Coloring techniques permit the modifications to be displayed in a diagram which is the union of the two base models, with the common parts of both base diagrams painted black and the specific elements denoted by colors, tags, or symbols, respectively. It is a symmetric delta approach, since it directly compares two versions of a model and highlights the changes which took place.

Figure 2: An example of difference visualization technique.
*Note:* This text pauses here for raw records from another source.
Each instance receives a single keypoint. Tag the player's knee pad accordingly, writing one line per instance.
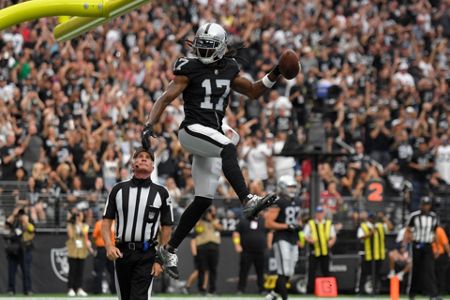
(229, 152)
(202, 203)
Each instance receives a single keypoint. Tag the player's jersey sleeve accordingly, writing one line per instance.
(184, 66)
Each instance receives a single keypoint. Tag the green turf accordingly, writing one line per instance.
(194, 296)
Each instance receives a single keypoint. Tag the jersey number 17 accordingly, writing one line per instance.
(219, 83)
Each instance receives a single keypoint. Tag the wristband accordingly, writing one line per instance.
(276, 71)
(267, 82)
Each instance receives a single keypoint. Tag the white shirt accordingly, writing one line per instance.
(404, 78)
(284, 165)
(257, 161)
(7, 92)
(443, 162)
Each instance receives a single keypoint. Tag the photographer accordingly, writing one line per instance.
(18, 249)
(78, 248)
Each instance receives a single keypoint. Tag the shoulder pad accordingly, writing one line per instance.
(184, 66)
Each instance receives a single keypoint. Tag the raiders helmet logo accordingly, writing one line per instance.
(60, 263)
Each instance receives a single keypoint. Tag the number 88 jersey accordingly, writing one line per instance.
(289, 214)
(206, 96)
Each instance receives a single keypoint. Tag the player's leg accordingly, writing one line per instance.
(207, 142)
(206, 173)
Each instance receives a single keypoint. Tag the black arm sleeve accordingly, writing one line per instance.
(167, 218)
(110, 208)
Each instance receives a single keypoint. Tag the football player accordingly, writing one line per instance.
(205, 81)
(283, 219)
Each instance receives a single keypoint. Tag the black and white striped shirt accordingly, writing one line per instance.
(423, 226)
(138, 206)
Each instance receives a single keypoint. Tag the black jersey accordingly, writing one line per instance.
(289, 214)
(206, 96)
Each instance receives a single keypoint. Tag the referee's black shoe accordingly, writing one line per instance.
(255, 204)
(170, 262)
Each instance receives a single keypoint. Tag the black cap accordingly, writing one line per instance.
(142, 149)
(425, 200)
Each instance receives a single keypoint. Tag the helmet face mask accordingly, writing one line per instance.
(210, 43)
(288, 186)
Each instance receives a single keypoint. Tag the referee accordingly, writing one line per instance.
(139, 206)
(421, 227)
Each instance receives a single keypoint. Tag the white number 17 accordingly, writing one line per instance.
(206, 84)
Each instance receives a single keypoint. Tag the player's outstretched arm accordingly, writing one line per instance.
(255, 89)
(175, 88)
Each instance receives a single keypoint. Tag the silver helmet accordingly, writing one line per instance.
(210, 43)
(287, 186)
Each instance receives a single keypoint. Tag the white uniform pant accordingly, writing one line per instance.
(206, 145)
(286, 256)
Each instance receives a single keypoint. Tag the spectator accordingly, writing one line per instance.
(110, 163)
(19, 249)
(10, 157)
(33, 147)
(78, 248)
(331, 199)
(422, 163)
(443, 159)
(441, 250)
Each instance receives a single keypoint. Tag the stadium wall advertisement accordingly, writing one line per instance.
(50, 268)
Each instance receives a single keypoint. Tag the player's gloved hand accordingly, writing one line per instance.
(293, 227)
(146, 134)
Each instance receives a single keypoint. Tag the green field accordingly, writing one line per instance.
(174, 297)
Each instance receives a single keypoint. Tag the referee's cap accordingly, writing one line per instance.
(142, 149)
(425, 200)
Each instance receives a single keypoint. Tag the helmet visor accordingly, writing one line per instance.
(205, 48)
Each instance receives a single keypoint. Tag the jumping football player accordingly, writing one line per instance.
(205, 82)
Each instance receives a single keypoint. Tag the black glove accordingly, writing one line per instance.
(147, 132)
(293, 228)
(158, 257)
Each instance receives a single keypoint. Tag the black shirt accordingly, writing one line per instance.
(138, 206)
(422, 159)
(289, 213)
(8, 169)
(253, 235)
(206, 96)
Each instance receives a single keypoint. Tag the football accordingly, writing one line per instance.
(289, 64)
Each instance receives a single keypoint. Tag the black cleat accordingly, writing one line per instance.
(255, 204)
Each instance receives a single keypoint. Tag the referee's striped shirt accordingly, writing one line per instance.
(138, 206)
(423, 226)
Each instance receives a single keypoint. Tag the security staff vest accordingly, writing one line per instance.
(320, 234)
(374, 245)
(77, 246)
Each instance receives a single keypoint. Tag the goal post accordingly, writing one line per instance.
(78, 25)
(35, 9)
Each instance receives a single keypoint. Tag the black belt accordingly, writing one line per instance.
(419, 245)
(133, 246)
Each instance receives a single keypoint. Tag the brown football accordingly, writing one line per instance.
(289, 64)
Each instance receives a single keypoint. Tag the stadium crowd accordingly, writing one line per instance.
(378, 72)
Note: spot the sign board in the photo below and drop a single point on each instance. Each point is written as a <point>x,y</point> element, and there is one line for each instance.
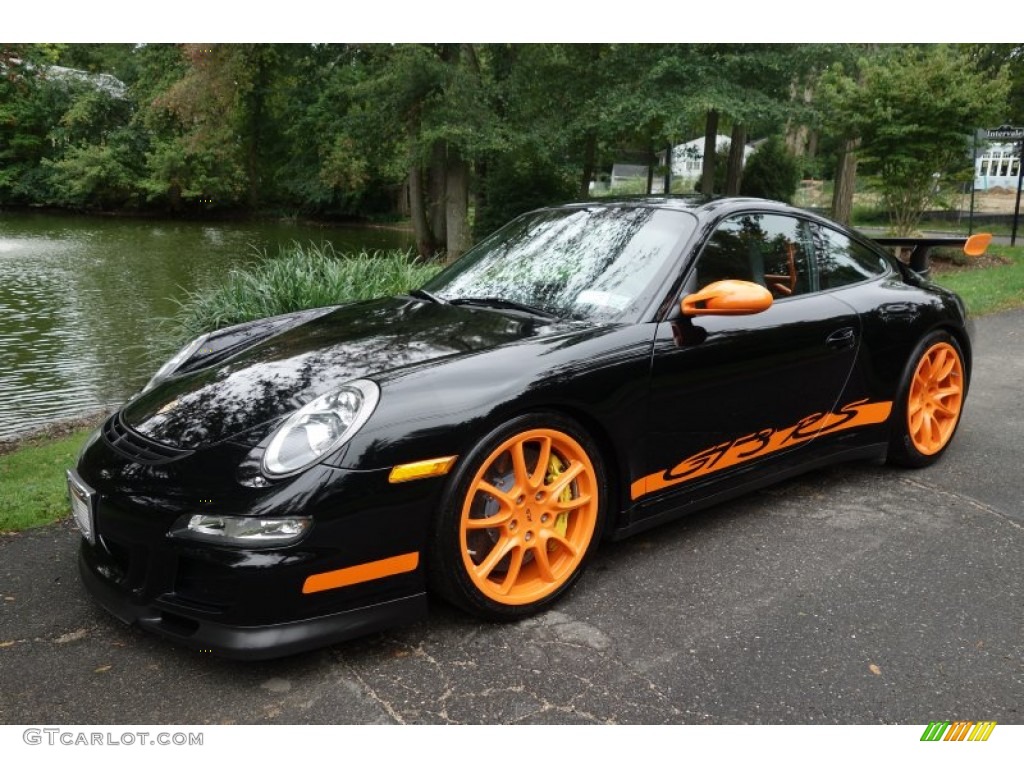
<point>1004,133</point>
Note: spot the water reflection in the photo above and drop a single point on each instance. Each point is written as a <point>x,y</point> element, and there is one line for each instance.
<point>82,300</point>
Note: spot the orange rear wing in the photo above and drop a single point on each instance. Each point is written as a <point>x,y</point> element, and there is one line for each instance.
<point>921,248</point>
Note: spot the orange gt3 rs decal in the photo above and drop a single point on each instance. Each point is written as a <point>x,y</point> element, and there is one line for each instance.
<point>768,440</point>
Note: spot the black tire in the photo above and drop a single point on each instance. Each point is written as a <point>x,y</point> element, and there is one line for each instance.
<point>930,401</point>
<point>513,537</point>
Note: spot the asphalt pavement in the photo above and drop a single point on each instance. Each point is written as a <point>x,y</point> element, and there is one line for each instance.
<point>859,594</point>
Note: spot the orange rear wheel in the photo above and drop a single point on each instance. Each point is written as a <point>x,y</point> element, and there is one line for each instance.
<point>936,398</point>
<point>930,401</point>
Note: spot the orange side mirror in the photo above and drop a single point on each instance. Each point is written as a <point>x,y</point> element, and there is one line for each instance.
<point>977,244</point>
<point>727,297</point>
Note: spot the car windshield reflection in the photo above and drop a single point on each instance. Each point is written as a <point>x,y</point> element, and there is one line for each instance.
<point>586,263</point>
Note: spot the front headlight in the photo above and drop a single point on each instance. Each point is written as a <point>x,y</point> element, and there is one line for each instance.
<point>320,427</point>
<point>172,365</point>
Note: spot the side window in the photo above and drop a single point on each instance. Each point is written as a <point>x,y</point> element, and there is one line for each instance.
<point>844,261</point>
<point>767,249</point>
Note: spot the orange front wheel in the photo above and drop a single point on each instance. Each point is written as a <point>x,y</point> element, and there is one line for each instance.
<point>523,517</point>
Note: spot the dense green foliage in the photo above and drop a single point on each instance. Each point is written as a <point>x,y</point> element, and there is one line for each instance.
<point>458,137</point>
<point>912,111</point>
<point>991,289</point>
<point>301,278</point>
<point>771,172</point>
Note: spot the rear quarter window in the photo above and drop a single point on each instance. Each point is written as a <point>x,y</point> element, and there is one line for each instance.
<point>843,261</point>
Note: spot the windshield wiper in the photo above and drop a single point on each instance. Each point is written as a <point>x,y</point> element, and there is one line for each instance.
<point>500,303</point>
<point>419,293</point>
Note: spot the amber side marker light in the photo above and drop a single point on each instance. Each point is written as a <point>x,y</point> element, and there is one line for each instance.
<point>977,244</point>
<point>420,470</point>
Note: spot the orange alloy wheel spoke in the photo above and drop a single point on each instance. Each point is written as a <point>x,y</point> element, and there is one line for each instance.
<point>553,538</point>
<point>515,565</point>
<point>529,545</point>
<point>519,466</point>
<point>936,398</point>
<point>543,563</point>
<point>537,478</point>
<point>571,504</point>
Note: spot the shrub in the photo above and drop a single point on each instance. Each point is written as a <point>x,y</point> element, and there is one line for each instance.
<point>300,278</point>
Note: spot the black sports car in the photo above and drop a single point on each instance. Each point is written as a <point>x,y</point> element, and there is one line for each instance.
<point>587,372</point>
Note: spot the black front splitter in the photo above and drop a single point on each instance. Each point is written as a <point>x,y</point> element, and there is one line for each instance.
<point>253,643</point>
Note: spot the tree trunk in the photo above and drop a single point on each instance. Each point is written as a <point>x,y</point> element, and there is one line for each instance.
<point>711,145</point>
<point>589,153</point>
<point>438,179</point>
<point>668,168</point>
<point>425,245</point>
<point>457,205</point>
<point>735,169</point>
<point>651,161</point>
<point>846,181</point>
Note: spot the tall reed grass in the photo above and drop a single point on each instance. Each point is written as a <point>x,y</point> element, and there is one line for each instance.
<point>300,278</point>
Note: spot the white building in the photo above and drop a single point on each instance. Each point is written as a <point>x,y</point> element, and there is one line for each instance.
<point>687,159</point>
<point>687,165</point>
<point>999,166</point>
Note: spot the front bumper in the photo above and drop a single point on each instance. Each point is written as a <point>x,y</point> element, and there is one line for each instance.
<point>250,643</point>
<point>333,585</point>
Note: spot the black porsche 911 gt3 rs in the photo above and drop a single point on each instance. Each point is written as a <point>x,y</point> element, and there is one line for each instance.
<point>585,373</point>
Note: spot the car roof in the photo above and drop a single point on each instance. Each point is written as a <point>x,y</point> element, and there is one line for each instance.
<point>701,206</point>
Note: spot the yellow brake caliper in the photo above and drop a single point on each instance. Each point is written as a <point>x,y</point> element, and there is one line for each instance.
<point>555,468</point>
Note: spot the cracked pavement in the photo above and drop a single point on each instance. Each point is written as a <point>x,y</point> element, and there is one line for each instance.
<point>859,594</point>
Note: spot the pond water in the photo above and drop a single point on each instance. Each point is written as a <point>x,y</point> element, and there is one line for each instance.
<point>86,302</point>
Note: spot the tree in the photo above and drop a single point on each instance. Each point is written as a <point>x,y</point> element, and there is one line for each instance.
<point>771,172</point>
<point>913,111</point>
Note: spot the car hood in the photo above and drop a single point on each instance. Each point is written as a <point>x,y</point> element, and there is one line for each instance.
<point>238,397</point>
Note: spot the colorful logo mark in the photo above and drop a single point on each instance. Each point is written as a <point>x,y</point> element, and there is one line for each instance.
<point>960,730</point>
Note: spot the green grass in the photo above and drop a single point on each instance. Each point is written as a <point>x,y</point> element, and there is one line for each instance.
<point>33,489</point>
<point>301,278</point>
<point>989,289</point>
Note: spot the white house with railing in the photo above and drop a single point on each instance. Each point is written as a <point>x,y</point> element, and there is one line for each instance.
<point>998,166</point>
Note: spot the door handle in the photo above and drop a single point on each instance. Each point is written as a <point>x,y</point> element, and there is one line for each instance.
<point>842,339</point>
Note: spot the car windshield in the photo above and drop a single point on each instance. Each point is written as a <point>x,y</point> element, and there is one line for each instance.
<point>601,263</point>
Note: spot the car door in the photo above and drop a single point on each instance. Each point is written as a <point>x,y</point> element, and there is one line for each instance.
<point>735,397</point>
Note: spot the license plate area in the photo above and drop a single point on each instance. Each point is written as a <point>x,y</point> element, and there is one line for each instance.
<point>83,504</point>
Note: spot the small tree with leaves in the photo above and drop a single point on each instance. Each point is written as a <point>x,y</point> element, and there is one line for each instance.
<point>771,172</point>
<point>914,109</point>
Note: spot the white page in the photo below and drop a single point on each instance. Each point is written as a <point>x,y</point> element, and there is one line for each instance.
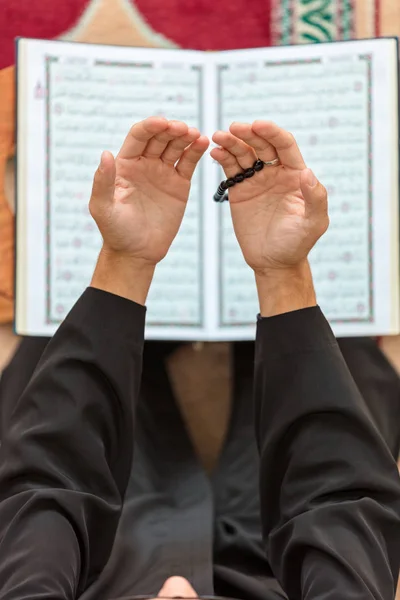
<point>88,98</point>
<point>339,101</point>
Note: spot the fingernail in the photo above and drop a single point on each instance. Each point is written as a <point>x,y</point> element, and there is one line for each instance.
<point>311,179</point>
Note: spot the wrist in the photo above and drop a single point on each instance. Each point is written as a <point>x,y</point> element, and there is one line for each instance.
<point>123,275</point>
<point>285,289</point>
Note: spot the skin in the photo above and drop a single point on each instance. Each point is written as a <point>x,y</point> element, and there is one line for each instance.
<point>139,199</point>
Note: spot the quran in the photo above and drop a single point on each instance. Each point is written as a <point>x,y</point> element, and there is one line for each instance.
<point>340,100</point>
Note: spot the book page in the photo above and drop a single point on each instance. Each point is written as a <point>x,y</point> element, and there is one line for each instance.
<point>339,101</point>
<point>81,100</point>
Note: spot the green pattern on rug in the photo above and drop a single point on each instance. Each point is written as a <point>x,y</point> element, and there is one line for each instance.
<point>313,21</point>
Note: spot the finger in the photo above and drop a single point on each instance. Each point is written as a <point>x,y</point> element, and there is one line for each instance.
<point>244,153</point>
<point>263,149</point>
<point>103,184</point>
<point>191,156</point>
<point>227,161</point>
<point>314,194</point>
<point>140,135</point>
<point>159,142</point>
<point>283,141</point>
<point>174,149</point>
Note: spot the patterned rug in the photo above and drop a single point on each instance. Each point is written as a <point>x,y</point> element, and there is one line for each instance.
<point>199,24</point>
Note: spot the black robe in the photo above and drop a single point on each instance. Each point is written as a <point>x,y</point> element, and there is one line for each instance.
<point>101,494</point>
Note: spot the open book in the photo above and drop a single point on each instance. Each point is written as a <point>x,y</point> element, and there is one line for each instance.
<point>341,102</point>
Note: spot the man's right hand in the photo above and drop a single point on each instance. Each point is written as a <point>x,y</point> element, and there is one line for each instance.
<point>138,202</point>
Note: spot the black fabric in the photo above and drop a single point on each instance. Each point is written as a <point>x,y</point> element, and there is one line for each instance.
<point>101,494</point>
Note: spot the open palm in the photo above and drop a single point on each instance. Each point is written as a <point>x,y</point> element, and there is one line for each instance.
<point>139,198</point>
<point>274,222</point>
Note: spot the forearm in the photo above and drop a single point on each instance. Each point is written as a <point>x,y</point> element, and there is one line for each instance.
<point>67,450</point>
<point>285,290</point>
<point>330,496</point>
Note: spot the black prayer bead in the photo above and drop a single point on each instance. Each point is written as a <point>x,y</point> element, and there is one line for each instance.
<point>239,177</point>
<point>249,172</point>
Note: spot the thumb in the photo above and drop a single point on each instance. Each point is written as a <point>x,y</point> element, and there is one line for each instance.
<point>314,194</point>
<point>103,183</point>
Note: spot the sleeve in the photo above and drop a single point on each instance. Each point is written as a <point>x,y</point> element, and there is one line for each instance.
<point>379,385</point>
<point>66,452</point>
<point>329,486</point>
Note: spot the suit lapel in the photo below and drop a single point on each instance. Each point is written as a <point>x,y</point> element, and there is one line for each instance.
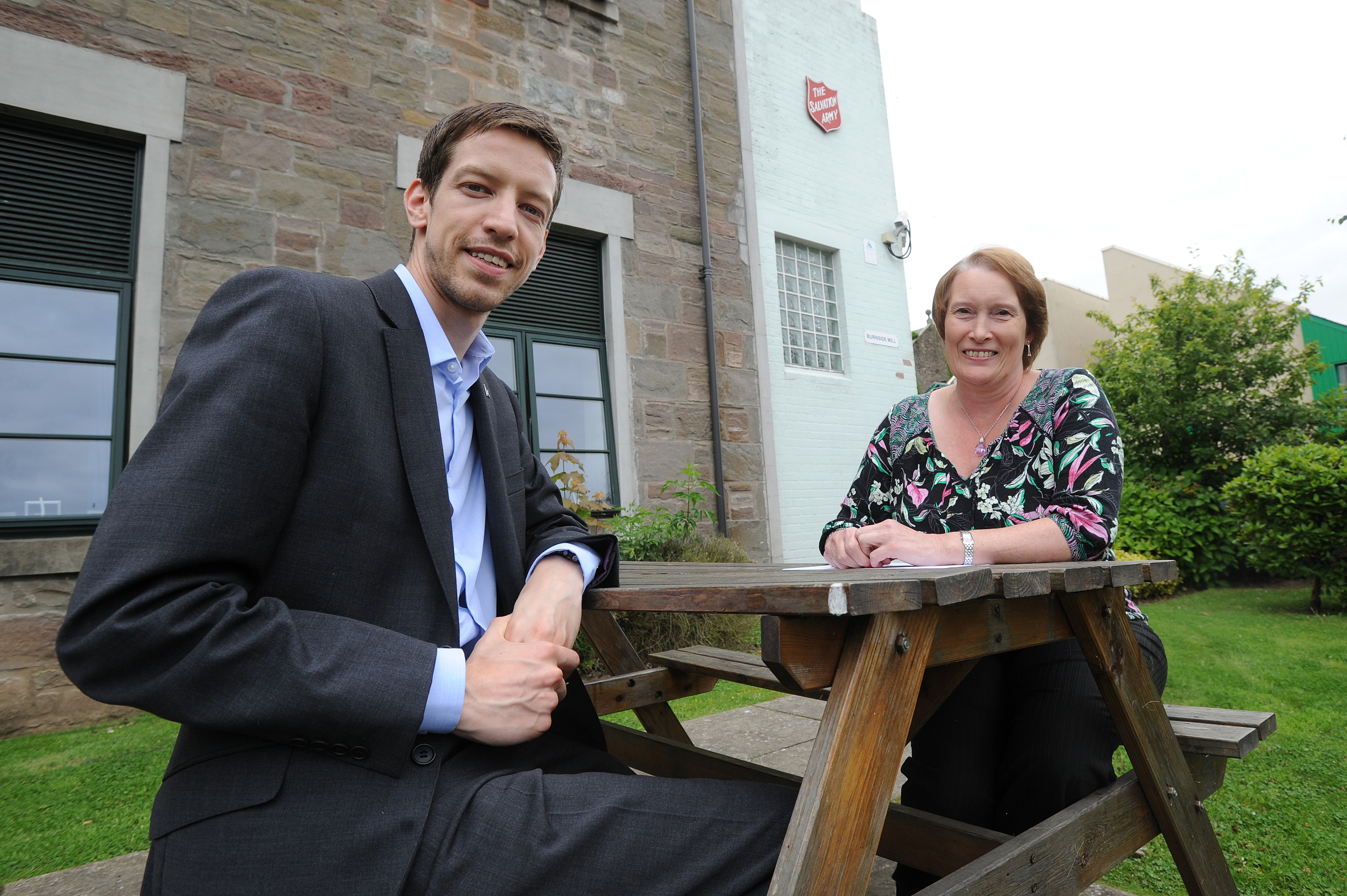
<point>418,428</point>
<point>500,526</point>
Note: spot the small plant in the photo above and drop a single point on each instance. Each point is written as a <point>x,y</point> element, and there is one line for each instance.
<point>571,483</point>
<point>671,537</point>
<point>690,488</point>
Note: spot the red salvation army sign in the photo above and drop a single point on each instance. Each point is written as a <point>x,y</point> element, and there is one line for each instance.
<point>822,104</point>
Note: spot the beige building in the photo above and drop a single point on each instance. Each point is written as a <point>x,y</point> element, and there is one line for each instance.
<point>1071,332</point>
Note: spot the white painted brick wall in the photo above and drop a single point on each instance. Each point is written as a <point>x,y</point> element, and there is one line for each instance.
<point>829,190</point>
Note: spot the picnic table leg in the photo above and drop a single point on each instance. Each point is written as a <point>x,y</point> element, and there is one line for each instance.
<point>1101,624</point>
<point>622,659</point>
<point>839,813</point>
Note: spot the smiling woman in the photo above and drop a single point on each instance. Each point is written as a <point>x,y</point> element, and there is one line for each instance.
<point>1008,465</point>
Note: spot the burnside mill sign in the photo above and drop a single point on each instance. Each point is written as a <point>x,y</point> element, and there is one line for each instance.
<point>822,104</point>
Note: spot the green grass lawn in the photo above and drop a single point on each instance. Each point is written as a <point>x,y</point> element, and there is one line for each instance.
<point>78,797</point>
<point>1283,811</point>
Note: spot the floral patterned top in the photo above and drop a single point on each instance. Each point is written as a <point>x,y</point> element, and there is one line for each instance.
<point>1061,457</point>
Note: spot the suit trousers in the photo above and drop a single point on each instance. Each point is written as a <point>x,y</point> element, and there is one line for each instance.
<point>566,820</point>
<point>1024,736</point>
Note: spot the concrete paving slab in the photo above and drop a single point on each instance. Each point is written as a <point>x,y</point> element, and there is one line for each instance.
<point>797,706</point>
<point>749,732</point>
<point>119,876</point>
<point>786,727</point>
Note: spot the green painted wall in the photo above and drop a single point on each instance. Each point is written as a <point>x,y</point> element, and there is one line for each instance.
<point>1332,348</point>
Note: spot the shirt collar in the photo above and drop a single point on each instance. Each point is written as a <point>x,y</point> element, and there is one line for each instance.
<point>437,344</point>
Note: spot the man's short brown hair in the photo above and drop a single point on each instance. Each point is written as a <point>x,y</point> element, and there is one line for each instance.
<point>1028,289</point>
<point>438,147</point>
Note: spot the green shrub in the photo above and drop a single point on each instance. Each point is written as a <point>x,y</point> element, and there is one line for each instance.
<point>661,536</point>
<point>1291,503</point>
<point>1151,591</point>
<point>1179,519</point>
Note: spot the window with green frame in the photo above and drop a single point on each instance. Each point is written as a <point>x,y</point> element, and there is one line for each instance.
<point>550,349</point>
<point>68,223</point>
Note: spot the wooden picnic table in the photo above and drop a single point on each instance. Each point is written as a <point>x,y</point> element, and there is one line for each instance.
<point>886,647</point>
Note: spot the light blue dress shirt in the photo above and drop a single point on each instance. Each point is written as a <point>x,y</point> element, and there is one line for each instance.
<point>473,572</point>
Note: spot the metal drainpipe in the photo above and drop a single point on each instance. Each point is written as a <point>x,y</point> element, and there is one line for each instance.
<point>717,460</point>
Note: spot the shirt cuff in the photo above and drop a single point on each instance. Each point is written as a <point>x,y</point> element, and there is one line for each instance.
<point>589,560</point>
<point>445,702</point>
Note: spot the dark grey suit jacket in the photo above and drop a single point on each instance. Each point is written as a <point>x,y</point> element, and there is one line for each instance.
<point>275,570</point>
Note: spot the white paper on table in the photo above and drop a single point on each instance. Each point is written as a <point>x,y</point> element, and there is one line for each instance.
<point>891,564</point>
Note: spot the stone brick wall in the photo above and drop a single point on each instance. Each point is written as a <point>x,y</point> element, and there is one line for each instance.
<point>290,150</point>
<point>36,584</point>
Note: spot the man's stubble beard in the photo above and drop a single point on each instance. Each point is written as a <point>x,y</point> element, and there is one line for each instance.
<point>442,277</point>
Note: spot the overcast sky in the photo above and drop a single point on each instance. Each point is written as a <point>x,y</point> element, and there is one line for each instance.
<point>1166,129</point>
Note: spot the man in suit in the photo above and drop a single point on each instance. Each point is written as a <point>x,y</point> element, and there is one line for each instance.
<point>337,562</point>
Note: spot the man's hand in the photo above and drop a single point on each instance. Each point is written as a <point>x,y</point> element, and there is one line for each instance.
<point>549,607</point>
<point>512,689</point>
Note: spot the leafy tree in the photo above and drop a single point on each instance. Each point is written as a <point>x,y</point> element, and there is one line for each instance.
<point>1179,519</point>
<point>1292,506</point>
<point>1209,375</point>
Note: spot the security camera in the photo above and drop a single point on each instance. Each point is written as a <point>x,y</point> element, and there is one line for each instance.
<point>900,235</point>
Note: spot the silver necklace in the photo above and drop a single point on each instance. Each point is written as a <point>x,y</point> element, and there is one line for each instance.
<point>981,448</point>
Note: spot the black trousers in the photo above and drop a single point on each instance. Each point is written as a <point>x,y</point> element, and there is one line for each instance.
<point>573,821</point>
<point>1024,736</point>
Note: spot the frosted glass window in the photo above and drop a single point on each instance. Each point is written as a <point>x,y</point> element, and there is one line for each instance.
<point>568,370</point>
<point>809,306</point>
<point>53,477</point>
<point>503,363</point>
<point>56,398</point>
<point>59,321</point>
<point>584,424</point>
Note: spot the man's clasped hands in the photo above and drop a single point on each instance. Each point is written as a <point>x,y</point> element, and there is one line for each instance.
<point>516,674</point>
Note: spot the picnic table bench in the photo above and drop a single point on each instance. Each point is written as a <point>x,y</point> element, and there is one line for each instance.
<point>884,648</point>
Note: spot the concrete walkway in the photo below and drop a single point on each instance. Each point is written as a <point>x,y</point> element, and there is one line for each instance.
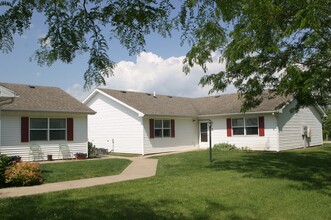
<point>139,168</point>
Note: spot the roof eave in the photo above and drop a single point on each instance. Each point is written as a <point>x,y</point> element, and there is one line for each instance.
<point>241,113</point>
<point>51,111</point>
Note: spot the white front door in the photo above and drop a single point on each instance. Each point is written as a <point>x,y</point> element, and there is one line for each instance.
<point>204,135</point>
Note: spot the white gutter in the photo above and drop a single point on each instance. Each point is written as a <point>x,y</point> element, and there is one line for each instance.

In [22] a calculation and visualization method based on coloring is proposed and Fig. 2 depicts the resulting delta document applied to the base models in Fig. 1. Alternative representations are possible and usually based on element stereotyping and delta tree arrangements [29] among others. Visualizing modifications according to this technique is typically beneficial for the designer, since the underlying rationale can be grasped with a glance thanks to enhanced intuitiveness and readability. However, these quality factors are retained only if the base models are not large and not too many updates apply to the same elements, since the difference model consists of both base models to denote the differences. Finally, this causes the method not to be transformative property as well.

3 DIFFERENCE METAMODEL

In this section, we propose an approach to model differences capable to meet the requirements discussed in Sect. 2. For presentation purposes, the simplified UML metamodel in Fig. 4 is considered throughout the section although the approach is general and is applicable to any metamodel. According to the "everything is a model" principle [3], this work proposes an approach to specify differences as models and that can be taken as input by general purpose theories and tools in a MDE setting. In particular, in MDE models are not considered as merely documentation but precise artifacts that can be understood by computers and can be automatically manipulated. In this scenario, metamodeling plays a key role: it is intended as a common technique for defining the abstract syntax of models

Figure 3: Difference metamodel generation

and the interrelationships between model elements.Metamodeling can be seen as the construction of a collection of concepts within a certain domain formalized in a metamodel which describes the common properties of its instances, i.e., models which represent abstractions of real world phenomena. A model is said to conform to its metamodel like a program conforms to the grammar of the programming language in which it is written [3]. In this respect, the four-level architecture illustrated on the left hand side of Fig. 3 describes the conformance relation: at the bottom level, the M0 layer is the real system. A model represents this system at level M1; this model conforms to its metamodel defined at level M2 that in turn conforms to the meta-metamodel at level M3. The meta-metamodel conforms to itself.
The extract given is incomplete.